My oldest daughter goes to the same college I did, UC Santa Cruz. We dropped her off today for her second year of school. We helped her move her stuff into her new rental before walking to lunch downtown. She is very pragmatic and well-adjusted and surrounded by nice friends. This post has nothing to do with her and all to do with the effect visiting Santa Cruz has on me every time I go there.
Santa Cruz is a place out of space and time. It was a beautiful, strange, horrible, wonderful place to decide what kind of person I was going to be. For me the time frame between the ages of seventeen and twenty-one were similar to Santa Cruz the place: beautiful, strange, horrible, wonderful.
Walking through town today freaked me out. Santa Cruz has changed in some huge ways since 1987, but not essentially. I kept expecting to pass seventeen-year-old me with her wild hair on the street, maybe in the moment that:
- My long distance boyfriend from high school and I were walking up Pacific Avenue from the beach to the bus stop, me carrying in my arms a bag full of towels. An old homeless dude looked into the bag and said, “Is this the little nipper? Oh, I thought there was a baby in there.” I secretly thought, I wish.
- I rolled into town on a Greyhound bus the night that I knew my long distance boyfriend from high school and I were going to break up and feeling like a walking snarl of pain with no arms.
- My new friends and I went to Pacific Garden Mall to hear Camper Van Beethoven playing on the sidewalk for free.
- I stayed up all night at a concert in an abandoned warehouse to listen to my friends’ bands play, my neck sore at the end from banging my head because that’s what we did instead of dancing.
- The store windows downtown taunted me with their organic cotton and silk clothes that I could never buy because I was so poor I could rarely afford dinner.
- I stumbled out of a broken building onto a sidewalk piled with bricks and shattered glass while two people I had met that day died on the other side of the wall.
- I sliced off the tip of my finger chopping broccoli at the homeless shelter as I worked on making it worth it that someone’s lover and someone’s dad died on the other side of the wall and not me.
- I clutched the waist of my new friend while we tore down West Cliff Drive on his Harley, the sea air whipping my hair behind us like a flag.
- My roommate and I rode our bikes up West Cliff Drive and I knew we would always be friends and I was right.
- I left a party on my ten speed bike on Halloween night and rode up and down the streets for hours, despairing that I would ever fit anywhere or with anyone ever, and realizing by the time I got home that if I never did, that would be cool too.
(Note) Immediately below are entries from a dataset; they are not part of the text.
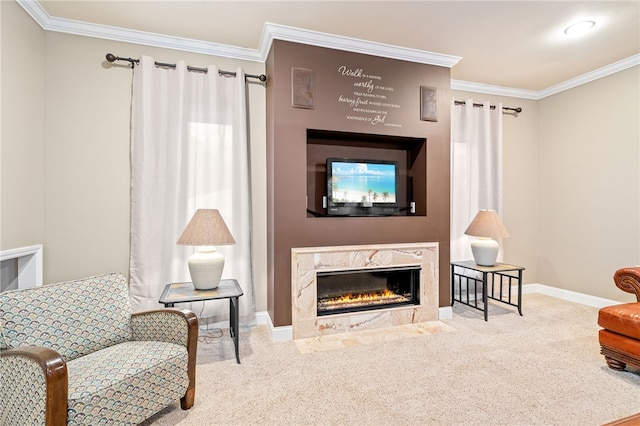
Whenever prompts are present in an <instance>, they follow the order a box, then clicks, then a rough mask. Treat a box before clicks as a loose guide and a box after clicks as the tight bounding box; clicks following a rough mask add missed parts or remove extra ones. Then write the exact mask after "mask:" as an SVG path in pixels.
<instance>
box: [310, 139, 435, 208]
mask: <svg viewBox="0 0 640 426" xmlns="http://www.w3.org/2000/svg"><path fill="white" fill-rule="evenodd" d="M327 160H331V161H332V162H334V161H336V160H338V165H344V163H345V162H346V163H349V162H351V163H363V162H364V163H366V164H367V168H368V165H369V164H373V165H381V166H380V167H382V165H383V164H385V163H388V164H394V165H395V173H394V174H395V194H393V195H395V199H394V198H392V193H393V190H390V189H388V188H389V187H387V188H378V187H377V186H372V187H370V188H369V187H366V188H360V189H359V190H357V188H352V189H354V191H349V192H348V193H347V195H346V197H345V194H344V191H343V192H342V193H337V194H335V196H332V195H331V194H332V192H333V186H332V190H329V188H328V187H329V184H330V183H331V182H332V180H331V178H330V177H329V176H331V177H333V175H334V172H333V170H332V168H333V165H332V164H328V161H327ZM340 163H343V164H340ZM360 167H362V166H360ZM372 167H375V166H372ZM386 167H391V166H390V165H389V166H386ZM361 181H364V179H361ZM426 184H427V182H426V138H414V137H406V136H389V135H379V134H370V133H354V132H338V131H329V130H318V129H307V217H309V218H320V217H332V218H335V217H339V216H359V217H361V216H425V215H426V210H427V204H426V195H427V187H426ZM338 188H340V187H339V186H338ZM391 188H393V185H391ZM369 189H371V190H372V191H371V193H369ZM385 193H387V194H385ZM357 194H359V196H358V195H357ZM363 195H366V197H365V199H364V200H363V199H362V196H363ZM374 195H375V199H374ZM330 198H333V199H334V200H333V201H334V203H337V206H338V207H349V209H338V210H337V211H336V210H331V211H330V210H329V208H328V207H329V202H330V201H332V200H330ZM341 203H355V204H356V205H355V206H353V205H348V206H344V205H341ZM359 203H362V204H361V205H357V204H359ZM364 203H371V204H364ZM390 203H395V206H393V205H390ZM351 207H356V208H351ZM374 207H376V208H374ZM378 207H381V208H382V209H380V208H378Z"/></svg>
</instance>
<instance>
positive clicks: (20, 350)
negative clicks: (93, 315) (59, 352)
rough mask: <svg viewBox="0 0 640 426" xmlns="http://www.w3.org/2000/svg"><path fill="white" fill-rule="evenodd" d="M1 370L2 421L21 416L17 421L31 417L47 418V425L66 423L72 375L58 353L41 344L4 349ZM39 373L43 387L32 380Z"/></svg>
mask: <svg viewBox="0 0 640 426" xmlns="http://www.w3.org/2000/svg"><path fill="white" fill-rule="evenodd" d="M0 372H1V374H0V377H2V386H0V388H1V390H0V396H1V398H0V400H2V404H1V405H2V408H1V410H0V420H1V419H5V420H9V419H11V418H12V415H18V416H19V418H17V419H14V420H16V421H17V422H18V423H21V422H25V423H26V422H27V419H28V420H29V421H36V420H39V421H42V420H44V424H45V425H47V426H62V425H66V424H67V400H68V397H69V378H68V372H67V364H66V363H65V362H64V360H63V359H62V357H61V356H60V354H59V353H58V352H56V351H54V350H53V349H49V348H43V347H39V346H23V347H20V348H15V349H3V350H2V351H0ZM39 373H41V375H40V379H41V382H40V385H41V387H39V386H38V383H33V380H34V378H35V379H38V376H39ZM42 393H44V395H42ZM43 398H44V401H43V400H42V399H43ZM5 410H6V411H5ZM42 416H44V419H42ZM10 423H11V422H10Z"/></svg>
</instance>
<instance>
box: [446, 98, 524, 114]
mask: <svg viewBox="0 0 640 426" xmlns="http://www.w3.org/2000/svg"><path fill="white" fill-rule="evenodd" d="M453 103H454V104H456V105H464V104H466V102H465V101H453ZM473 106H474V107H483V106H484V104H476V103H474V104H473ZM489 108H491V109H496V106H495V105H490V106H489ZM502 109H503V110H507V111H513V112H515V113H516V114H517V113H519V112H522V108H520V107H517V108H511V107H502Z"/></svg>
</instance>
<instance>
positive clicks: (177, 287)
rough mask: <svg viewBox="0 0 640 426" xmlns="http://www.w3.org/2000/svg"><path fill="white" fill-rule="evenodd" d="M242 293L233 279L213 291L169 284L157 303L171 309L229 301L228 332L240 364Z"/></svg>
mask: <svg viewBox="0 0 640 426" xmlns="http://www.w3.org/2000/svg"><path fill="white" fill-rule="evenodd" d="M243 294H244V292H243V291H242V288H241V287H240V285H239V284H238V281H236V280H234V279H230V280H221V281H220V284H219V285H218V287H217V288H214V289H213V290H196V289H195V288H194V287H193V284H192V283H190V282H187V283H171V284H167V285H166V286H165V288H164V291H163V292H162V295H161V296H160V300H159V302H160V303H162V304H163V305H164V307H165V308H173V307H174V306H175V304H176V303H186V302H201V301H204V300H215V299H229V330H230V332H231V337H232V338H233V345H234V346H235V349H236V361H238V364H240V353H239V351H238V328H239V327H238V325H239V321H238V317H239V306H238V298H239V297H240V296H242V295H243Z"/></svg>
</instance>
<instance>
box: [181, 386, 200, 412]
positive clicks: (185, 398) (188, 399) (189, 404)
mask: <svg viewBox="0 0 640 426" xmlns="http://www.w3.org/2000/svg"><path fill="white" fill-rule="evenodd" d="M195 395H196V388H195V387H193V388H189V389H187V392H186V393H185V394H184V396H183V397H182V398H180V407H181V408H182V409H183V410H188V409H189V408H191V407H193V403H194V401H195Z"/></svg>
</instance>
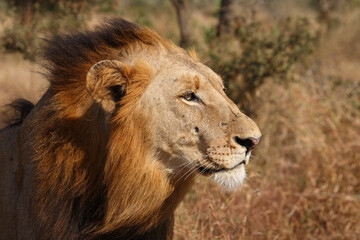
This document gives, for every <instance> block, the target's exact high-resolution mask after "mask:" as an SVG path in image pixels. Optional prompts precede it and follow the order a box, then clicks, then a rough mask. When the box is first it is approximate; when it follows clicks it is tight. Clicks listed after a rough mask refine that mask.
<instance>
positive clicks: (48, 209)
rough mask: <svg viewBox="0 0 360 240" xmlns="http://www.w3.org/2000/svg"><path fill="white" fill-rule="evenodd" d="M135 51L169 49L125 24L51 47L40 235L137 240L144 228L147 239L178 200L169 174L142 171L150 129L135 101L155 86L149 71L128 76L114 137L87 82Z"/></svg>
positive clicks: (151, 38) (110, 127)
mask: <svg viewBox="0 0 360 240" xmlns="http://www.w3.org/2000/svg"><path fill="white" fill-rule="evenodd" d="M130 44H133V45H135V44H138V45H144V47H146V46H147V45H149V46H150V47H156V46H157V45H160V44H162V45H163V44H169V43H167V42H165V41H164V40H162V39H161V38H160V37H159V36H158V35H157V34H155V33H153V32H151V31H149V30H147V29H143V28H141V27H138V26H136V25H133V24H131V23H128V22H126V21H123V20H116V21H113V22H111V23H109V24H108V25H106V26H105V27H103V28H101V29H100V30H98V31H97V32H89V33H85V34H76V35H67V36H60V37H59V36H57V37H55V38H54V39H52V40H51V41H50V42H49V43H48V47H47V49H46V51H45V57H47V58H48V60H49V64H48V65H47V68H48V69H49V73H50V74H49V80H50V83H51V86H50V89H49V92H50V94H51V96H50V98H49V100H48V101H49V104H48V106H46V108H48V109H46V108H45V109H43V110H42V111H41V112H40V113H39V114H41V115H42V117H40V118H39V119H44V118H48V119H49V118H50V119H51V121H49V120H48V123H49V124H48V126H42V127H41V129H39V132H38V133H37V134H36V135H37V136H36V139H35V144H34V149H35V151H36V154H35V159H36V169H35V171H36V176H37V187H36V192H35V196H36V200H35V209H36V211H38V212H39V216H40V217H41V222H42V224H41V225H42V229H40V232H41V234H44V233H50V235H49V236H48V237H49V238H54V237H56V236H62V235H63V234H64V231H63V229H68V228H69V227H71V228H73V229H72V231H69V233H66V234H67V235H65V236H62V237H64V238H67V239H69V238H76V237H78V236H76V235H75V233H76V232H78V231H79V232H80V236H86V237H87V238H91V236H96V237H97V238H100V236H101V235H104V236H105V235H106V236H108V235H111V233H112V232H113V231H114V230H116V235H117V236H118V237H124V236H126V237H128V238H130V237H131V232H130V233H129V232H128V230H129V229H127V228H129V227H128V226H129V225H130V226H132V227H131V230H132V233H134V229H136V228H138V229H137V230H136V231H135V232H136V234H138V235H141V234H142V233H144V232H146V231H149V229H150V228H151V227H153V225H155V224H156V223H158V221H159V218H160V212H159V208H160V207H161V204H162V203H163V201H164V199H166V197H167V196H168V195H169V194H170V193H171V187H170V186H169V184H168V183H167V182H163V181H162V180H163V179H164V178H162V177H163V176H162V175H163V174H164V173H163V172H160V171H156V170H157V169H156V168H154V169H152V168H151V166H144V164H143V162H144V160H143V159H144V158H147V157H149V156H147V155H146V154H147V151H146V146H145V145H144V144H143V139H144V136H145V133H144V132H141V130H143V127H140V126H143V125H146V124H144V123H143V122H142V117H141V116H140V109H137V104H136V101H137V100H138V98H139V96H140V95H141V94H142V92H143V91H144V89H145V88H146V86H147V83H148V82H149V81H150V77H151V70H150V69H149V67H148V66H146V64H145V63H139V64H137V65H136V66H135V67H134V68H135V69H131V68H128V69H126V70H125V72H126V75H127V78H126V79H127V80H128V81H129V85H128V87H127V89H126V91H127V94H126V96H124V97H123V98H122V100H121V102H120V103H119V108H120V110H119V111H118V112H117V113H116V114H114V115H113V116H111V120H110V121H111V122H113V123H114V124H113V125H111V127H110V128H109V129H108V128H107V127H108V126H106V119H104V118H105V117H103V116H102V114H101V111H102V110H101V109H100V108H99V107H98V106H97V105H94V104H93V103H92V100H91V97H90V96H89V93H88V91H87V89H86V88H85V87H84V83H83V82H82V81H83V79H85V77H86V75H87V72H88V70H89V69H90V68H91V66H92V65H93V64H95V63H96V62H98V61H100V60H103V59H111V58H112V55H114V52H118V51H119V50H121V48H126V49H127V50H128V51H130V50H131V46H129V45H130ZM119 47H120V48H119ZM98 49H99V50H98ZM135 72H136V74H135ZM106 74H107V75H110V74H111V73H110V72H108V73H106ZM81 80H82V81H81ZM87 119H96V120H95V121H87ZM37 124H38V123H34V125H37ZM55 124H56V125H57V126H56V127H54V126H52V125H55ZM49 140H50V141H49ZM106 149H108V151H106ZM69 159H71V161H69ZM119 159H121V161H119ZM53 161H55V163H54V162H53ZM152 170H153V172H151V171H152ZM128 172H132V173H136V176H138V178H134V175H133V174H131V175H129V174H128ZM144 183H148V184H144ZM120 196H121V197H120ZM154 196H157V197H158V199H154V198H153V197H154ZM59 199H60V201H59ZM54 208H55V209H58V212H57V213H56V214H54V213H53V212H52V211H53V209H54ZM69 209H72V211H69ZM124 209H126V210H125V211H124ZM156 212H158V214H156ZM79 219H83V221H84V222H79ZM69 223H71V224H70V225H69ZM75 236H76V237H75Z"/></svg>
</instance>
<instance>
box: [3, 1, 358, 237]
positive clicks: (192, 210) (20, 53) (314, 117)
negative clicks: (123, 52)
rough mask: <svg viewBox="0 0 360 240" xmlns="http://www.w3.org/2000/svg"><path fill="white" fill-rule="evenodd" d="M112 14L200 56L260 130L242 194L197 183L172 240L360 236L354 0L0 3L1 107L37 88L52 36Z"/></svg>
mask: <svg viewBox="0 0 360 240" xmlns="http://www.w3.org/2000/svg"><path fill="white" fill-rule="evenodd" d="M112 16H118V17H119V16H120V17H124V18H126V19H128V20H131V21H134V22H137V23H139V24H142V25H146V26H148V27H150V28H152V29H155V30H156V31H157V32H159V33H160V34H161V35H162V36H165V37H168V38H170V39H171V40H173V41H174V42H176V43H178V44H179V45H182V46H183V47H185V48H187V49H195V50H196V51H197V53H198V55H199V57H200V59H201V60H202V61H203V62H204V63H205V64H206V65H208V66H210V67H211V68H213V69H214V70H215V71H216V72H218V73H219V74H220V75H221V76H222V77H223V79H224V81H225V84H226V87H227V93H228V95H229V96H230V97H231V98H232V99H233V100H234V101H235V102H236V103H237V104H238V105H239V106H240V108H241V109H243V111H245V112H246V113H247V114H249V115H251V117H252V118H253V119H254V120H255V121H256V123H257V124H258V125H259V127H260V129H261V130H262V133H263V137H262V141H261V144H260V145H259V147H258V148H257V149H256V150H254V153H253V158H252V160H251V163H250V164H249V165H248V178H247V180H246V182H245V184H244V186H243V187H242V188H241V189H240V190H239V191H237V192H234V193H228V192H224V191H223V190H221V189H220V187H218V186H216V185H215V184H213V183H212V182H210V181H209V180H208V179H206V178H202V177H200V178H198V179H197V183H196V184H195V186H194V187H193V189H192V190H191V191H190V192H189V193H188V194H187V196H186V198H185V201H183V203H182V204H181V205H180V207H179V208H178V210H177V212H176V225H175V239H178V240H180V239H184V240H185V239H186V240H188V239H190V240H191V239H194V240H195V239H209V240H210V239H360V27H359V22H360V2H359V0H304V1H300V0H237V1H235V0H234V1H229V0H227V1H226V0H223V1H221V0H204V1H200V0H187V1H186V0H154V1H146V0H133V1H129V0H113V1H111V0H105V1H99V0H91V1H79V0H76V1H68V0H61V1H53V0H14V1H10V0H0V56H1V61H0V105H6V104H8V103H10V102H11V101H12V100H14V99H16V98H19V97H23V98H26V99H29V100H31V101H33V102H36V101H37V100H38V99H39V97H40V96H41V94H42V93H43V92H44V90H45V89H46V87H47V82H46V81H45V80H44V79H43V77H42V75H41V74H39V73H41V71H42V70H41V69H40V67H39V65H38V63H41V58H40V57H39V56H40V54H39V52H40V50H41V44H42V42H43V39H46V37H47V36H48V35H49V34H52V33H58V32H64V31H71V29H77V30H79V29H90V28H92V27H93V26H94V25H96V24H98V23H99V22H101V20H102V19H104V18H106V17H112ZM0 113H1V115H2V117H3V119H6V118H7V117H8V116H11V114H12V112H10V111H8V109H7V108H6V107H5V108H1V110H0ZM4 124H5V123H4V122H0V127H2V126H4Z"/></svg>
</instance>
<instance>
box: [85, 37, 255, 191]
mask: <svg viewBox="0 0 360 240" xmlns="http://www.w3.org/2000/svg"><path fill="white" fill-rule="evenodd" d="M166 44H169V46H167V45H166V47H162V48H157V49H153V50H152V51H151V52H146V53H143V52H138V53H136V54H134V53H132V54H130V55H128V56H126V57H125V56H121V57H119V58H117V59H116V60H103V61H100V62H98V63H96V64H95V65H94V66H93V67H92V68H91V69H90V71H89V72H88V74H87V88H88V90H89V92H90V94H91V95H92V96H93V98H94V99H95V101H96V102H98V103H99V104H100V105H101V106H102V107H103V109H104V110H105V111H107V112H109V113H113V112H114V111H116V110H115V109H116V104H117V102H116V101H114V100H113V99H114V96H113V95H112V93H111V92H110V91H106V89H108V88H109V87H110V88H115V89H116V90H117V91H119V90H120V92H121V95H126V92H127V89H128V88H130V87H129V86H130V85H132V84H138V83H136V82H137V81H138V77H133V78H132V77H131V76H129V75H128V73H127V71H129V70H128V69H127V68H131V66H135V69H134V70H133V71H134V72H133V73H132V74H134V76H136V74H137V73H136V66H139V65H141V67H142V68H145V69H146V72H147V76H146V77H145V78H147V80H146V81H142V82H141V83H140V85H144V83H145V84H146V87H143V92H142V93H141V95H140V96H138V105H137V108H138V109H141V118H142V121H143V123H144V124H143V126H140V127H142V128H145V129H146V140H144V141H146V143H147V145H148V146H147V147H148V151H149V152H151V153H152V154H153V155H154V156H156V159H157V160H158V161H161V163H162V164H164V165H165V166H166V168H167V169H168V170H169V171H170V172H171V174H170V176H172V177H173V179H172V180H175V182H176V181H181V178H185V177H189V176H190V175H192V174H197V173H199V174H202V175H206V176H209V177H211V178H212V179H213V180H214V181H215V182H216V183H218V184H219V185H221V186H222V187H224V188H225V189H228V190H234V189H236V188H238V187H239V186H240V185H241V184H242V182H243V180H244V178H245V176H246V174H245V165H247V164H248V162H249V159H250V155H251V150H252V149H253V148H254V147H255V146H256V145H257V144H258V143H259V140H260V137H261V133H260V131H259V128H258V127H257V125H256V124H255V123H254V122H253V121H252V120H251V119H250V118H249V117H247V116H246V115H244V114H243V113H241V112H240V110H239V108H238V107H237V106H236V105H235V104H234V103H233V102H232V101H231V100H230V99H229V98H228V97H227V96H226V94H225V92H224V84H223V81H222V79H221V77H220V76H219V75H217V74H216V73H214V72H213V71H212V70H211V69H210V68H208V67H207V66H205V65H203V64H202V63H200V62H199V61H198V60H197V57H196V56H194V53H191V54H190V55H191V56H189V54H188V53H187V52H185V51H184V50H182V49H180V48H178V47H175V46H174V45H172V44H170V43H168V42H167V43H166ZM169 48H170V49H169ZM135 52H136V51H135ZM143 70H144V69H142V71H143ZM141 74H143V73H141ZM142 80H144V79H143V77H142ZM132 81H134V82H135V83H132ZM120 105H121V102H120ZM187 175H189V176H187Z"/></svg>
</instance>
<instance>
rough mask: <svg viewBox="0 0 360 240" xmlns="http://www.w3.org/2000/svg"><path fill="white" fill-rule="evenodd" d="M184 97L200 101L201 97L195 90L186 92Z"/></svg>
mask: <svg viewBox="0 0 360 240" xmlns="http://www.w3.org/2000/svg"><path fill="white" fill-rule="evenodd" d="M181 97H182V98H184V99H185V100H186V101H189V102H190V101H198V100H199V98H198V97H197V96H196V95H195V93H193V92H186V93H185V94H184V95H182V96H181Z"/></svg>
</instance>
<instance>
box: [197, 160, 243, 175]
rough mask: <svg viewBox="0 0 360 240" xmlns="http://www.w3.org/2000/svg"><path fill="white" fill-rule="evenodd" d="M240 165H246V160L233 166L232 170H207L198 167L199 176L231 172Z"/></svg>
mask: <svg viewBox="0 0 360 240" xmlns="http://www.w3.org/2000/svg"><path fill="white" fill-rule="evenodd" d="M241 165H244V166H245V165H246V160H245V159H244V160H243V161H241V162H240V163H238V164H237V165H235V166H234V167H232V168H225V167H222V168H219V169H212V168H207V167H203V166H198V169H199V171H200V173H201V174H203V175H209V174H212V173H218V172H227V171H231V170H234V169H235V168H238V167H239V166H241Z"/></svg>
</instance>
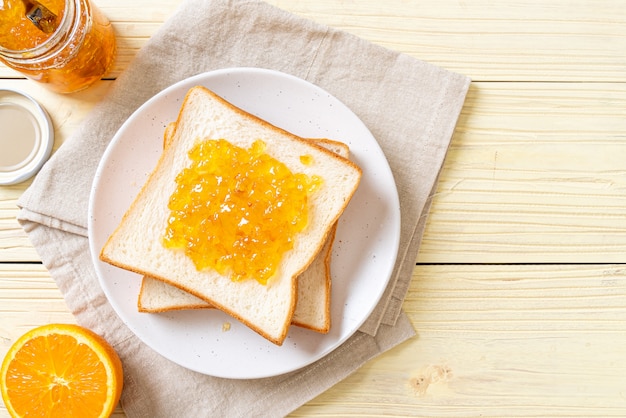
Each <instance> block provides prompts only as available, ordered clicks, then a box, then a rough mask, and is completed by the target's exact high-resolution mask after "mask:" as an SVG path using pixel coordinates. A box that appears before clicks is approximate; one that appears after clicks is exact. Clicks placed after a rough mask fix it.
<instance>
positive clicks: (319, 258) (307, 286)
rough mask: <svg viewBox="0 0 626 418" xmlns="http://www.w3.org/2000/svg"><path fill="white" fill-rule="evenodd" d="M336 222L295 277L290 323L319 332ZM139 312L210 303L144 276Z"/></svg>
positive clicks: (348, 156)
- Two days after that Halloween, my old high school boyfriend drove into town in his 1966 Dodge truck and we loved each other again.
That old high school boyfriend and I are married now and we just left off our daughter in her house around the corner from where I used to do my laundry. Santa Cruz is weaving its magic on her in her own happy, peaceful way, and I am so happy for her.
Santa Cruz was the birthplace of the core of my life and for me it wasn’t so peaceful. Santa Cruz shows up in my writing all the time because the impressions it made on me are really deep. It’s a sacred place where I learned who I was, what I believed in, what I was capable of doing.
Santa Cruz is my own private Jerusalem. I carry pieces of the sand, rubble, and music with me forever.